Su Chia-chuan segera melepaskan jabatan di partainya setelah terpilih sebagai langkah pertamanya menuju perubahan parlemen. "Ini pertama kali peralihan kekuasaan di parlemen. Masyarakat punya harapan besar terhadap parlemen baru. Jika kami mengecewakan mereka, maka kami mengkhianati amanat mereka," kata Su kepada wartawan.
DPP menang telak dalam pemilihan anggota parlemen dan presiden pada 16 Januari. Ketua DPP Tsai Ing-wen pada 20 Mei akan menjadi perempuan presiden pertama di Taiwan setelah pemilih mengalihkan dukungannya dari pemerintahan di bawah Partai Kuomintang (KMT), yang bersahabat dengan Beijing.
DPP meraih 68 dari 113 kursi parlemen, yang diperebutkan, sedangkan perolehan KMT menyusut dari 64 menjadi hanya 35 kursi. Su mengambil alih kepemimpinan parlemen dari politikus KMT Wang Jin-pyng yang memegang kekuasaannya selama 17 tahun.

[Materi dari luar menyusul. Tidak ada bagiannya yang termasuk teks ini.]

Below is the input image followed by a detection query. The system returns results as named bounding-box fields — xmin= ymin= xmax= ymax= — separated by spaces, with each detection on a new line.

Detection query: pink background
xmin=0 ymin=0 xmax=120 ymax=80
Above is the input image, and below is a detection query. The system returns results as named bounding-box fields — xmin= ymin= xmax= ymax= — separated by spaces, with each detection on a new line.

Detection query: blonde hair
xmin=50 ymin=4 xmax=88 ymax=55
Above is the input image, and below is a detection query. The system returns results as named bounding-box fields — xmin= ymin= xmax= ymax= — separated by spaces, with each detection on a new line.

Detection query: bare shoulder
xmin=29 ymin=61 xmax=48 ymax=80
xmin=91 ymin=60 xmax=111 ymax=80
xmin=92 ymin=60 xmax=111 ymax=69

Salah satu tugas utama yang dihadapi parlemen baru adalah meloloskan rancangan undang-undang pengawasan terhadap beberapa kesepakatan dengan Cina. Hal itu buntu sejak gerakan Bunga Matahari pada 2014 ketika ada pendudukan gedung parlemen lebih dari tiga pekan untuk memprotes agenda kesepakatan jasa perdagangang lintas selat.
Cina dan Taiwan berpisah pada 1949 setelah pecahnya perang sipil, namun Beijing masih memandang pulau yang memiliki pemerintahan tersendiri itu bagian dari wilayah teritorialnya yang sedang menantikan penyatuan kembali atau reunifikasi. Hal itu tidak mengesampingkan penggunaan kekuatan pasukan oleh Taipei untuk mendeklarasikan kemerdekaan.